Java parsing ADIF file - java

ADIF format is described here: http://www.adif.org/ I'm trying to make Adif parser. Here is portion of Adif file to be parsed:
ADIF 2 Export from eQSL.cc
Received eQSLs for IZ1080SWL
for QSOs between 10-Aug-2015 and 31-Dec-2035
Generated on Sunday, October 18, 2015 at 00:48:50 AM UTC
<PROGRAMID:21>eQSL.cc DownloadInBox
<ADIF_Ver:1>2
<EOH>
<CALL:6>RA1QEA<QSO_DATE:8:D>20150829<TIME_ON:4>0455<BAND:3>30m<MODE:2>CW<RST_SENT:3>SWL<RST_RCVD:0><QSL_SENT:1>Y<QSL_SENT_VIA:1>E<APP_EQSL_AG:1>Y<GRIDSQUARE:6>lo19aq<EOR>
<CALL:5>F6HKA<QSO_DATE:8:D>20150910<TIME_ON:4>0400<BAND:3>80m<MODE:2>CW<RST_SENT:3>swl<RST_RCVD:0><QSL_SENT:1>Y<QSL_SENT_VIA:1>E<QSLMSG:34>Thanks for the SWL report. 73 Bert<APP_EQSL_AG:1>Y<GRIDSQUARE:6>JN05ot<EOR>
<CALL:5>DL5ZL<QSO_DATE:8:D>20150912<TIME_ON:4>2229<BAND:3>30m<MODE:2>CW<RST_SENT:3>599<RST_RCVD:0><QSL_SENT:1>Y<QSL_SENT_VIA:1>E<QSLMSG:28>tks, paper qsl is on the way<APP_EQSL_AG:1>Y<GRIDSQUARE:6>JO51jl<EOR>
<CALL:5>4Z5ML<QSO_DATE:8:D>20150915<TIME_ON:4>0504<BAND:3>20m<MODE:2>CW<RST_SENT:3>599<RST_RCVD:0><QSL_SENT:1>Y<QSL_SENT_VIA:1>E<APP_EQSL_AG:1>Y<GRIDSQUARE:4>km72<EOR>
I try this parser:
public void read() throws IOException {
BufferedReader br = new BufferedReader(new FileReader(filePath));
int intValue;
boolean createToken = false;
boolean createSize = false;
StringBuffer token = new StringBuffer();
StringBuffer size = new StringBuffer();
Adif2Record record = new Adif2Record();
while ((intValue = br.read()) != -1) {
char cValue = (char)intValue;
if (cValue == '\n') {
continue;
}
if (cValue == '<') {
createToken = true;
continue;
}
if (cValue == ':') {
createToken = false;
createSize = true;
continue;
}
if (cValue == '>') {
if ("eor".equalsIgnoreCase(token.toString())) {
records.add(record);
record = new Adif2Record();
token.setLength(0);
size.setLength(0);
continue;
}
createSize = false;
createData(br, token.toString(), str2int(size.toString()), record);
size.setLength(0);
token.setLength(0);
}
if (createToken) {
token.append(cValue);
}
if (createSize) {
size.append(cValue);
}
}
}
but I end up only with one token "PROGRAMID" and the rest of file becomes data for this token. The portion before EOF token is a header and I would not like to slice it off completely but I don't understand why createSize is keeping true after PROGRAMID, according to idea it should reset to false after each loop. Can someone help?

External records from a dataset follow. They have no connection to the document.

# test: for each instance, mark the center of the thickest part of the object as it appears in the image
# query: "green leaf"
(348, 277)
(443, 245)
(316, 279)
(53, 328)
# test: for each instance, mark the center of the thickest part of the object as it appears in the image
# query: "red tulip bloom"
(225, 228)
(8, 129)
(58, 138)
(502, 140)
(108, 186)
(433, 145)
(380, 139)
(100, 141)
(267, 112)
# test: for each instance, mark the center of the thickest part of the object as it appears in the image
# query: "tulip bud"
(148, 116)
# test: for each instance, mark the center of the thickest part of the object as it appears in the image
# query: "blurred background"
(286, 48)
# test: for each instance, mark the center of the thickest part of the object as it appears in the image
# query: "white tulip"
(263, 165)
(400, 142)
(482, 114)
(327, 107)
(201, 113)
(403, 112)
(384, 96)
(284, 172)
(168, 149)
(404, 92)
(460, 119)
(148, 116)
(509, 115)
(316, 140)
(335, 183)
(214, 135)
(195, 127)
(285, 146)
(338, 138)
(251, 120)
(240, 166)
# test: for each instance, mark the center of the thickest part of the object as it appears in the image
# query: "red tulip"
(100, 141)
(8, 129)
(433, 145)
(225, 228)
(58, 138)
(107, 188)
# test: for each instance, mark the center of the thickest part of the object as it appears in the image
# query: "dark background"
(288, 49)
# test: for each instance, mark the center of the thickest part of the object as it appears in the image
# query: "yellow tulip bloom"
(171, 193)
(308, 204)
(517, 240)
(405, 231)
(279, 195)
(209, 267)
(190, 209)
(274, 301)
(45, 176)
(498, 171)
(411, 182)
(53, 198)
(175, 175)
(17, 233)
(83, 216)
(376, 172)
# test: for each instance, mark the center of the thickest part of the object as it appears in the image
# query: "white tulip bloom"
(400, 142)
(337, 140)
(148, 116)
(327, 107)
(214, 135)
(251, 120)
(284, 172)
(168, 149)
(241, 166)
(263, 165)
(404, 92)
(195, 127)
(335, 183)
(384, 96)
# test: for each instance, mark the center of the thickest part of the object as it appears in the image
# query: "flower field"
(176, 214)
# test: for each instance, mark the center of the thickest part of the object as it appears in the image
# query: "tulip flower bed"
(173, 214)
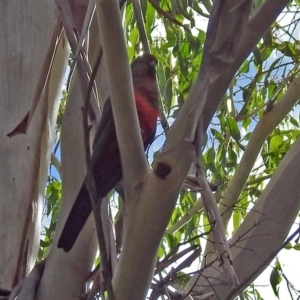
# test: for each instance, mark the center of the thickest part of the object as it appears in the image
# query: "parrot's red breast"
(106, 161)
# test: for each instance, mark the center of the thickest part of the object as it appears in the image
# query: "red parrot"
(106, 160)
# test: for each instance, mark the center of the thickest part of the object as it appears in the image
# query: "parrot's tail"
(80, 212)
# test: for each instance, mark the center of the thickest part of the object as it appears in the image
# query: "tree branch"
(134, 163)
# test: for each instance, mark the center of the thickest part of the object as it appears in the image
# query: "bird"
(105, 158)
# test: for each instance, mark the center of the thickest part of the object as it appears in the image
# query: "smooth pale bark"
(264, 229)
(68, 271)
(26, 31)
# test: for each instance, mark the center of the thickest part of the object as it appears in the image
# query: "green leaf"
(233, 129)
(275, 278)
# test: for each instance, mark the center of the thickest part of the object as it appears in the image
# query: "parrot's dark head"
(144, 79)
(144, 65)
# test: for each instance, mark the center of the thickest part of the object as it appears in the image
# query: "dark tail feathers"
(80, 212)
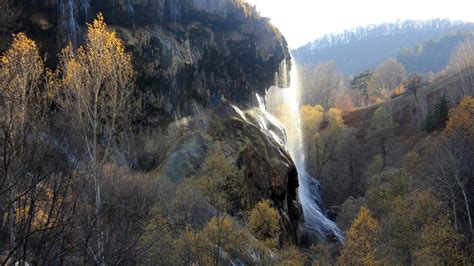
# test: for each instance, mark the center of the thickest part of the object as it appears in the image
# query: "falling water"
(284, 104)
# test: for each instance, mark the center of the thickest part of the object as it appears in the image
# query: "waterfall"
(284, 104)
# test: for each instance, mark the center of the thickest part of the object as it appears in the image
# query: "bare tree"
(386, 78)
(20, 72)
(323, 84)
(462, 63)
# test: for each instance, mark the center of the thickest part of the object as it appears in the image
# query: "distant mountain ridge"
(364, 48)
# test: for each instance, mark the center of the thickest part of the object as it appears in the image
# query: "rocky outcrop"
(252, 143)
(187, 53)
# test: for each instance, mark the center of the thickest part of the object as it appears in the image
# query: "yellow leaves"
(439, 244)
(361, 240)
(264, 223)
(461, 119)
(311, 118)
(399, 90)
(291, 257)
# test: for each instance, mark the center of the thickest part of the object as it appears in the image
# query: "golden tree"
(361, 240)
(21, 70)
(460, 119)
(440, 244)
(98, 80)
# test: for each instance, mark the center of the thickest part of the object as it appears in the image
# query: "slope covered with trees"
(397, 174)
(357, 50)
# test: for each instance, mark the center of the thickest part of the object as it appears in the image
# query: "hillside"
(360, 49)
(432, 55)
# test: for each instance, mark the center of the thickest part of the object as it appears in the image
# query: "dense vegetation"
(393, 151)
(396, 172)
(359, 49)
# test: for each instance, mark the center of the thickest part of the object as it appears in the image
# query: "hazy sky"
(302, 21)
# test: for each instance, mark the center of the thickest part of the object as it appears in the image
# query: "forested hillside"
(362, 48)
(432, 55)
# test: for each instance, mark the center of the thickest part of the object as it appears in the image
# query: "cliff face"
(187, 53)
(252, 142)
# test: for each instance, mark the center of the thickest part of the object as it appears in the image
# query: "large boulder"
(269, 172)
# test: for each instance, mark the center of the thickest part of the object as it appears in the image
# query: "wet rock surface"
(187, 53)
(269, 172)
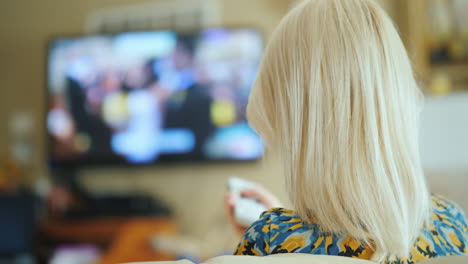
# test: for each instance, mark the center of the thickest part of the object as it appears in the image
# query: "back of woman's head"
(336, 96)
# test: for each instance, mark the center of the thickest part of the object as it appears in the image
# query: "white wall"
(444, 145)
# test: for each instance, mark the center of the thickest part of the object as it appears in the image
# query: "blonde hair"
(336, 96)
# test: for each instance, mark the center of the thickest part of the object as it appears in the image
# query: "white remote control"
(246, 210)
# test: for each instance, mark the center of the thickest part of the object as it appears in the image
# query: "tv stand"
(104, 204)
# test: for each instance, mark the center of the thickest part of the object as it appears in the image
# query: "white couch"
(304, 259)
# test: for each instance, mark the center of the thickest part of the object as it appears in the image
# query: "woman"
(337, 98)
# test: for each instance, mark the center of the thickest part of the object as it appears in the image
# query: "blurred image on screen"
(147, 97)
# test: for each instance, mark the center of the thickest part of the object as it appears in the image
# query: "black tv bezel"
(123, 163)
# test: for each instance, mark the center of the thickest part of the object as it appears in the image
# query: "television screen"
(151, 97)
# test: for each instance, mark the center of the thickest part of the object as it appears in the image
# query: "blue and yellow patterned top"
(282, 231)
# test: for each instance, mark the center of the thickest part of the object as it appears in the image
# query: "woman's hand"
(259, 194)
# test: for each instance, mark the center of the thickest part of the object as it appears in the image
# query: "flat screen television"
(152, 97)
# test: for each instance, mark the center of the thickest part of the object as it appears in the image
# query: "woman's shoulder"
(447, 213)
(280, 216)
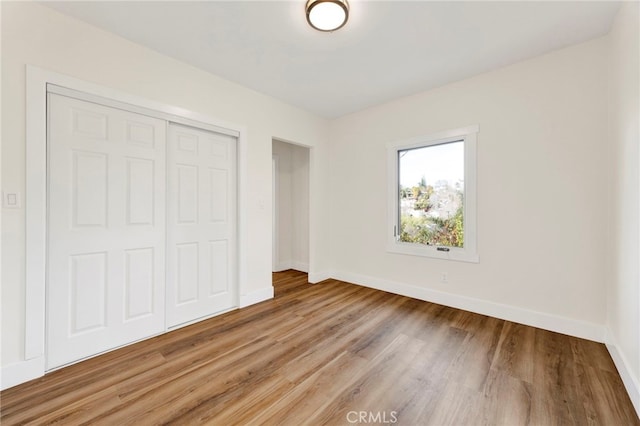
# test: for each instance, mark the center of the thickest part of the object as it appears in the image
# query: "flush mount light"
(327, 15)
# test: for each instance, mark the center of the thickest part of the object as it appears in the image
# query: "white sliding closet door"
(106, 192)
(201, 224)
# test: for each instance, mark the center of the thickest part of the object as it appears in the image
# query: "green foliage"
(428, 230)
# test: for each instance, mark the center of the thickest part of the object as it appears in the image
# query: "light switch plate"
(11, 200)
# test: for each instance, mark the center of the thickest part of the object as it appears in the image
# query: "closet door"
(106, 192)
(201, 278)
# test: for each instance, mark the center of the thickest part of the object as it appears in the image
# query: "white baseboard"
(631, 383)
(21, 372)
(300, 266)
(316, 277)
(542, 320)
(256, 296)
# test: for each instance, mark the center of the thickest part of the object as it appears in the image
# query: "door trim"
(37, 80)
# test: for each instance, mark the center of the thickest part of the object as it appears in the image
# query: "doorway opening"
(290, 169)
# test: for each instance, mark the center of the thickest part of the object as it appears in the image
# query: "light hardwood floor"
(336, 353)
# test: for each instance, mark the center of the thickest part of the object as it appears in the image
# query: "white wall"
(542, 185)
(623, 283)
(293, 206)
(34, 34)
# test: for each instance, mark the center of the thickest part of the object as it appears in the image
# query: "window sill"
(455, 254)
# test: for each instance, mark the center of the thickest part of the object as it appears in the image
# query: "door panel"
(202, 228)
(106, 256)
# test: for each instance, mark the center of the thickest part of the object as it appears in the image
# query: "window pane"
(432, 194)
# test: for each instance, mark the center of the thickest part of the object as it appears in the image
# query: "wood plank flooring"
(335, 354)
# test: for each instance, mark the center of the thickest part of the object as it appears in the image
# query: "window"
(432, 195)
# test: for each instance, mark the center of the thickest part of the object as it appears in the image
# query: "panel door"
(201, 278)
(106, 256)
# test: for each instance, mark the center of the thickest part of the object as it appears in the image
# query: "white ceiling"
(388, 49)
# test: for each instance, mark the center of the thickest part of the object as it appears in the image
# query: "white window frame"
(469, 252)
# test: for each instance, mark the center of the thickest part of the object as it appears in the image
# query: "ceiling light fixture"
(327, 15)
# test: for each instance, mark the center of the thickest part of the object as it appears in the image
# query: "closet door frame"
(39, 83)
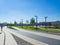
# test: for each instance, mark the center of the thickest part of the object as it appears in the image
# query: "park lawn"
(38, 29)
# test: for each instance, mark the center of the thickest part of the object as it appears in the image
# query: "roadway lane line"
(30, 40)
(9, 40)
(41, 34)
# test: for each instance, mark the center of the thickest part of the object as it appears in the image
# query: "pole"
(36, 22)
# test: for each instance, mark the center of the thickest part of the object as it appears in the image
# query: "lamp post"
(36, 22)
(45, 22)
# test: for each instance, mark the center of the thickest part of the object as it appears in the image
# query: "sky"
(15, 10)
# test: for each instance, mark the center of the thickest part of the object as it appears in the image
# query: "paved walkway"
(7, 39)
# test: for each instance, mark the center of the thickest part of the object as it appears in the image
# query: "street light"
(22, 22)
(36, 22)
(45, 22)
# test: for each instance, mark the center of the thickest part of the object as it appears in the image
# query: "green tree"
(32, 21)
(27, 21)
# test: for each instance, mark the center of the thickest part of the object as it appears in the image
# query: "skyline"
(15, 10)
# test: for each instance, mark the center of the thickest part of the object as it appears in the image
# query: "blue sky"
(15, 10)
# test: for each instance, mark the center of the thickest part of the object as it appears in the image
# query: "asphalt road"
(44, 39)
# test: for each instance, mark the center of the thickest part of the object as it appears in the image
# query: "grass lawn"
(38, 29)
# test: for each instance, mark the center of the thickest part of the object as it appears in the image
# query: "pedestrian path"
(7, 39)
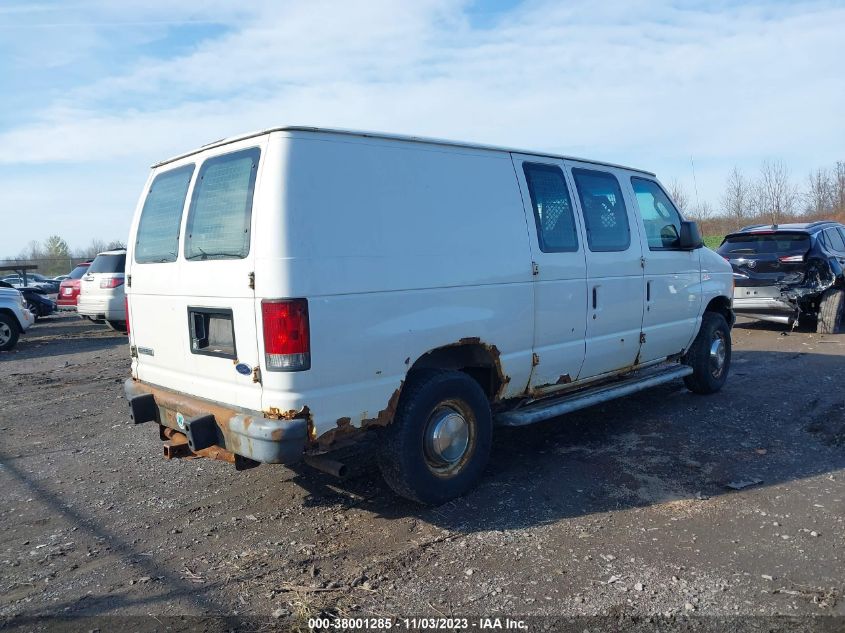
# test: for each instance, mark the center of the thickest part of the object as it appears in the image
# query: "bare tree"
(775, 194)
(90, 251)
(678, 195)
(737, 199)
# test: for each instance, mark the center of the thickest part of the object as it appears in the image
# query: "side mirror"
(690, 238)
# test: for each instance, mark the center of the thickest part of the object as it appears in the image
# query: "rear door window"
(556, 230)
(765, 243)
(108, 264)
(157, 240)
(221, 207)
(604, 210)
(660, 217)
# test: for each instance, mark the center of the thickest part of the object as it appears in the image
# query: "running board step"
(553, 407)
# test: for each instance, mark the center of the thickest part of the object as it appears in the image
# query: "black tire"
(10, 331)
(409, 464)
(831, 309)
(708, 373)
(117, 326)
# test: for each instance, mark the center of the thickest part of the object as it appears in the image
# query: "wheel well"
(722, 305)
(478, 360)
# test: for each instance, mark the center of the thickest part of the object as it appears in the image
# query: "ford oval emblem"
(244, 369)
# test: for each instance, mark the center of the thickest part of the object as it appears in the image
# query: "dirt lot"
(621, 509)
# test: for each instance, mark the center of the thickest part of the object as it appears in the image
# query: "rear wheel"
(710, 355)
(831, 308)
(439, 441)
(117, 326)
(9, 332)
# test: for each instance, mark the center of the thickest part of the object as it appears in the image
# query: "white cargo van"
(291, 290)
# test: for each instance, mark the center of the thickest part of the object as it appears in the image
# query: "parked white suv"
(101, 290)
(14, 318)
(292, 289)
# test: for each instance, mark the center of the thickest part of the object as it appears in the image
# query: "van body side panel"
(400, 248)
(672, 291)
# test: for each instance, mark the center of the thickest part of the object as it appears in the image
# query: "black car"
(36, 301)
(789, 271)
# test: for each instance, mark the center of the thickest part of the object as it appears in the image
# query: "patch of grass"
(713, 241)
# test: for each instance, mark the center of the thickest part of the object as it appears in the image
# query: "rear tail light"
(111, 282)
(287, 339)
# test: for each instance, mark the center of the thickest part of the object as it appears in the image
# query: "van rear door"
(192, 299)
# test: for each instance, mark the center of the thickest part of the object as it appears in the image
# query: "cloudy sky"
(94, 91)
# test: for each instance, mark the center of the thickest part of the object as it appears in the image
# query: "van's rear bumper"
(240, 431)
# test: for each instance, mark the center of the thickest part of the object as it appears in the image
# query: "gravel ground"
(620, 510)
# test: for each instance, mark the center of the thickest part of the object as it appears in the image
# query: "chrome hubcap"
(718, 354)
(446, 437)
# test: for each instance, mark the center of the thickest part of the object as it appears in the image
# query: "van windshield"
(108, 264)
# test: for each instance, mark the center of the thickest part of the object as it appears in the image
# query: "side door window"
(157, 239)
(556, 229)
(603, 206)
(660, 217)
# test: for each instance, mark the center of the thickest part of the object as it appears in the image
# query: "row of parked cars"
(93, 289)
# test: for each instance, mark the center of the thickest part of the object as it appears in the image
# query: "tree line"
(54, 257)
(769, 197)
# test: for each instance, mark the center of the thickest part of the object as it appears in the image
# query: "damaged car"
(788, 272)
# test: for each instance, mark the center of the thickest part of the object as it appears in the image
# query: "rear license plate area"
(212, 332)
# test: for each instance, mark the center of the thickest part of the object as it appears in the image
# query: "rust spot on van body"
(274, 413)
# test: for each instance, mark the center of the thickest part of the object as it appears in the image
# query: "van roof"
(394, 137)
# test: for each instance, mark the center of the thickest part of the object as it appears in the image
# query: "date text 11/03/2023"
(417, 624)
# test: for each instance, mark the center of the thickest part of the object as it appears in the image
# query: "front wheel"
(9, 332)
(710, 355)
(438, 444)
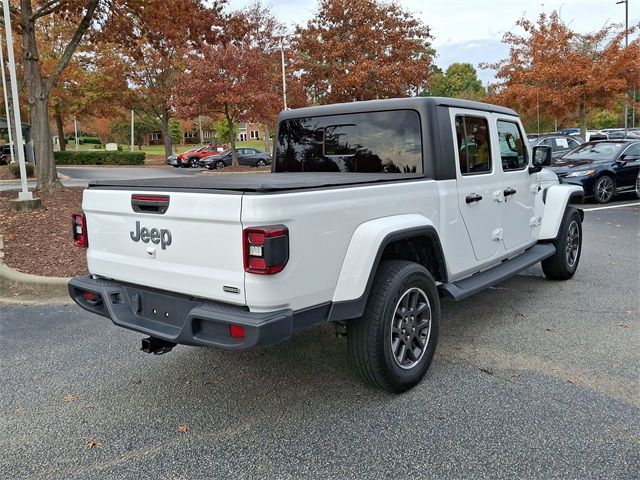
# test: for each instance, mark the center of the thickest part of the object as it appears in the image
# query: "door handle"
(474, 197)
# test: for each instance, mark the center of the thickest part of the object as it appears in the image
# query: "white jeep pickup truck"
(373, 211)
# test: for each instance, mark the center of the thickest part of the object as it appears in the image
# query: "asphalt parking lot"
(532, 379)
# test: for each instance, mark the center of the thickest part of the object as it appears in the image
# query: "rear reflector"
(237, 331)
(266, 249)
(79, 229)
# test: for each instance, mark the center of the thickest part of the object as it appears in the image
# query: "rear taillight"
(266, 249)
(79, 226)
(236, 331)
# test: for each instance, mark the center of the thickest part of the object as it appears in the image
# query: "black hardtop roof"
(392, 104)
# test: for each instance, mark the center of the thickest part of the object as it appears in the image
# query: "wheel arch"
(557, 198)
(414, 239)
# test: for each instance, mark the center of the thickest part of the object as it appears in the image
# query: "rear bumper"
(180, 319)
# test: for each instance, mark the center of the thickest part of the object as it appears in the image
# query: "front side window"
(474, 148)
(372, 142)
(512, 150)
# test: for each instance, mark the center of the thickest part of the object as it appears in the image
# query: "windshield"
(594, 151)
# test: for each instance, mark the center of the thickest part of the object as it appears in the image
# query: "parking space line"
(611, 206)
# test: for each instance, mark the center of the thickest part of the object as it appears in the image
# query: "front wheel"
(391, 346)
(604, 189)
(564, 263)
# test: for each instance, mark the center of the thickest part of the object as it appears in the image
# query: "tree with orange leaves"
(361, 50)
(563, 73)
(232, 80)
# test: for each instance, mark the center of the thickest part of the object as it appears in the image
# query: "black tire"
(604, 189)
(562, 265)
(370, 339)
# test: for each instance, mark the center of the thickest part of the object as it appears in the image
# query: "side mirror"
(624, 158)
(541, 158)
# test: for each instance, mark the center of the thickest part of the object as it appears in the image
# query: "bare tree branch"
(45, 9)
(73, 43)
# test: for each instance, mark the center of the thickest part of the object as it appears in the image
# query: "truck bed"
(255, 182)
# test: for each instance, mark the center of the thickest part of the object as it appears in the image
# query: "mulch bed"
(5, 174)
(40, 242)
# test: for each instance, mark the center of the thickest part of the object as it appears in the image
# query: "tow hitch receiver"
(156, 346)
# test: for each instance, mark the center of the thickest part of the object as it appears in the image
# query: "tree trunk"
(38, 97)
(232, 137)
(583, 120)
(168, 142)
(60, 128)
(267, 142)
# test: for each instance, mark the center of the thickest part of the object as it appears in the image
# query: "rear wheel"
(391, 346)
(564, 263)
(604, 189)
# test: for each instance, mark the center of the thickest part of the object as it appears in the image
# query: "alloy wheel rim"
(410, 328)
(573, 243)
(605, 188)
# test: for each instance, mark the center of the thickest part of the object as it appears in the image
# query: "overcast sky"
(471, 30)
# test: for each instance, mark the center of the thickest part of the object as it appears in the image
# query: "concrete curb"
(14, 284)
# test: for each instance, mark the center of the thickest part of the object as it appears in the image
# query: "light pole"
(24, 196)
(538, 108)
(132, 132)
(626, 45)
(75, 129)
(284, 77)
(6, 102)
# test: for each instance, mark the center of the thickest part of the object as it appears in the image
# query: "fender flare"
(556, 199)
(364, 254)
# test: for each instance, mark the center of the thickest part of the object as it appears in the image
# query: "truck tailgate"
(194, 247)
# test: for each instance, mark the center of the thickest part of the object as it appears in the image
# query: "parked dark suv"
(602, 168)
(560, 144)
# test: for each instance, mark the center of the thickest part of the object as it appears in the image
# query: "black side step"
(466, 287)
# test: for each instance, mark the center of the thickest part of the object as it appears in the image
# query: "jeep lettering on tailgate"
(162, 237)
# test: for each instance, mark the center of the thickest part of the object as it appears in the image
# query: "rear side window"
(474, 148)
(372, 142)
(512, 149)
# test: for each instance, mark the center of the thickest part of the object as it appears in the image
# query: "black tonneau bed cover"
(255, 182)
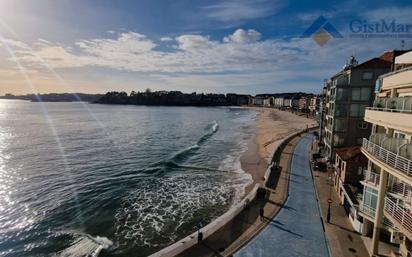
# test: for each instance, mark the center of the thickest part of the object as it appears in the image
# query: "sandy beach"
(272, 126)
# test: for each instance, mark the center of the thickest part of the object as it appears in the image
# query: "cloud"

You're missing logic to handle the header. Basically the header seems to be allowed to contain text including : which means you have to add a check, it a tag is being parsed to the case where you get a : char.
Furthermore you need to handle data types appropriately, since otherwise the type is simply appended to the size.
Also you should use StringBuilder instead of StringBuffer, since the latter also does synchronisation which just decreases the performance in this case without providing any benefits.
The following code also replaces some of the ifs with switch statements.
For simplicity it uses another record for the header data...
public static void createData(BufferedReader br, String token, int size, Adif2Record record) throws IOException {
StringBuilder sb = new StringBuilder(size);
for (int i = 0; i < size; i++) {
int c = br.read();
if (c == -1) {
throw new IOException("Unexpected end of input");
}
sb.appendCodePoint((char) c);
}
record.setData(token, sb.toString());
}
private List<Adif2Record> records = new ArrayList<>();
public void read() throws IOException {
BufferedReader br = new BufferedReader(new FileReader(filePath));
int intValue;
boolean createToken = false;
boolean createSize = false;
boolean createType = false;
StringBuilder token = new StringBuilder();
StringBuilder size = new StringBuilder();
Adif2Record record = new Adif2Record();
while ((intValue = br.read()) != -1) {
switch (intValue) {
case '\n':
break;
case '<':
createToken = true;
break;
case ':':
if (createToken) {
// not in header
createToken = false;
createSize = true;
} else if (createSize) {
createType = true;
createSize = false;
}
break;
case '>':
switch (token.toString().toLowerCase()) {
case "eor":
case "eoh":
records.add(record);
record = new Adif2Record();
break;
default:
createSize = false;
createType = false;
createData(br, token.toString(), str2int(size.toString()), record);
}
token.setLength(0);
size.setLength(0);
break;
default:
char cValue = (char) intValue;
if (createToken) {
token.append(cValue);
}
if (createSize) {
size.append(cValue);
}
if (createType) {
// TODO
}
}
}
}
private static int str2int(String s) {
return s.isEmpty() ? 0 : Integer.parseInt(s);
}
public class Adif2Record {
private final Map<String, String> data = new HashMap<>();
public void setData(String key, String value) {
data.put(key, value);
}
public Map<String, String> getData() {
return data;
}
}

Related

How to implement hasNext() method with BufferedReader + StringTokenizer?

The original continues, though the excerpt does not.